My AWS Reading List

Dinakaran Sankaranarayanan


My AWS Reading List

Some time back I wrote a post about how I find useful content to read on a daily basis. In this post, I would want to dive deep on how I read content about all things AWS.

Most of us wanting to venture into AWS will probably start with enrolling in online courses in sites like Udemy, Pluralsight etc and may be running a few code samples, personal project and then complete certification. While it may be a good start, most of the time the learning may stop there if there is no clear path on what next. So this post is an attempt to address this. The following are the AWS resources that I usually follow to get regular updates on all things AWS.

1. AWS This is My Architecture video series

A short 5 video youtube video series that talks about the various different type of architecture that is built by different companies on top of AWS. Subscribe to this youtube channel

Youtube Playlist here:

2. AWS Webinars / Online Conferences and Events

AWS from time to time organizes live webinars and online conferences on various topics in AWS. This is entirely free. Most of these online sessions are hosted in Twitch and recorded versions are in youtube. Once the sign up is done for the webinar series, constant updates on the upcoming events happen from time to time arrive at the mailbox promptly. The previous years Re-Invent videos are a good way to get more detailed updates about the product, releases etc.

3. AWS Youtube channel / AWS Serverless channel

AWS Youtube is constantly bombarded with too many videos that it be really difficult to follow. But official youtube channel may clutter youtube subscription. There is a dedicated Serverless youtube channel too started recently and that can be followed to get new videos published on the live channel.

AWS Youtube channel:

AWS Serverless Youtube channel:

4. AWS Developer Advocates

For almost every service of AWS, there are Developer Advocates and their prime responsibility is to spread the word around regarding the service through documentation, videos, webinars, blogs videos etc. They are also quite active on social media. I have interacted with few of them and most of them respond promptly when asked for any queries.Following them on Twitter would help us to keep ourselves updated easily.,a%20developer%20advocate%20near%20you

5. AWS Hero Program

AWS has the Hero Program that showcases people who are doing a lot of work in the AWS space and spreading the word around the internet through blog posts, tutorials etc.
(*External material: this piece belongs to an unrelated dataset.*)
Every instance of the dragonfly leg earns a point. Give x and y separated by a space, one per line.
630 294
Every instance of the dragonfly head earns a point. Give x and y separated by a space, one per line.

Following these interesting people and their work on the AWS from across the world is also a good way to follow up on the latest and greatest in AWS.

5. Podcasts

There are a number of podcasts that one can find on AWS. The ones I follow are the official AWS Podcasts. In addition to it, the ones that I regularly follow are Screaming In The Cloud, Serverless Chats, Burning Monk, Mobycast, Cloudanaut etc. Podcasts are a good way to follow things around AWS and when combined with a work out routine will make it easier to follow and keep track of it.

  1. AWS Tech Chat Podcast:

  2. AWS Conversations with Leaders:

  3. Screaming In The Cloud by Corey Quinn:

  4. AWS Serverless Chat hosted by Jeremy Daly,topics%20in%20the%20serverless%20space

  5. Real World Serverless hosted by Burning Monk

  6. Cloudonaut hosted by Andreas & Michael Wittig

  7. Mobycast hosted by Jon and Chirs

6. Newsletters

Most of the podcasters also have a newsletter that land in my inbox every week. Last Week In AWS by Corey Quinn, Serverless Chats are some of the most active ones.

Last Week in AWS:

Serverless Chats:

7. Local AWS Meetups

Local AWS Meetups are organized via the Meetup platform. Search for meetup groups in the city that you live in, there is every chance that there is a meetup group active. I have been to a couple of meetups and they are a good way to network with other AWS enthusiasts

AWS User Group Chennai:

8. Stack Overflow

Most of the AWS related queries are constantly monitored in Stack OverFlow by AWS Developer Advocates and are responded immediately. Following Stack Overflow on any topic of interest within AWS is another good way to understand the use-cases people are trying to solve with various services in AWS and the common problems and solutions to each of them.

I think the learning courses in Udemy, Pluralsight are a good way to get started. And following up with a simple personal project would be nice too. But these online resources get delivered in my mailbox, Twitter timeline or Youtube subscription or Podcasts. Even though I receive a lot of content, I consume a maximum of 10 %. I filter ruthlessly based on the topics that I want to explore in AWS and prioritize accordingly.

I will try to keep updating this list as and when I find new interesting content to follow on AWS.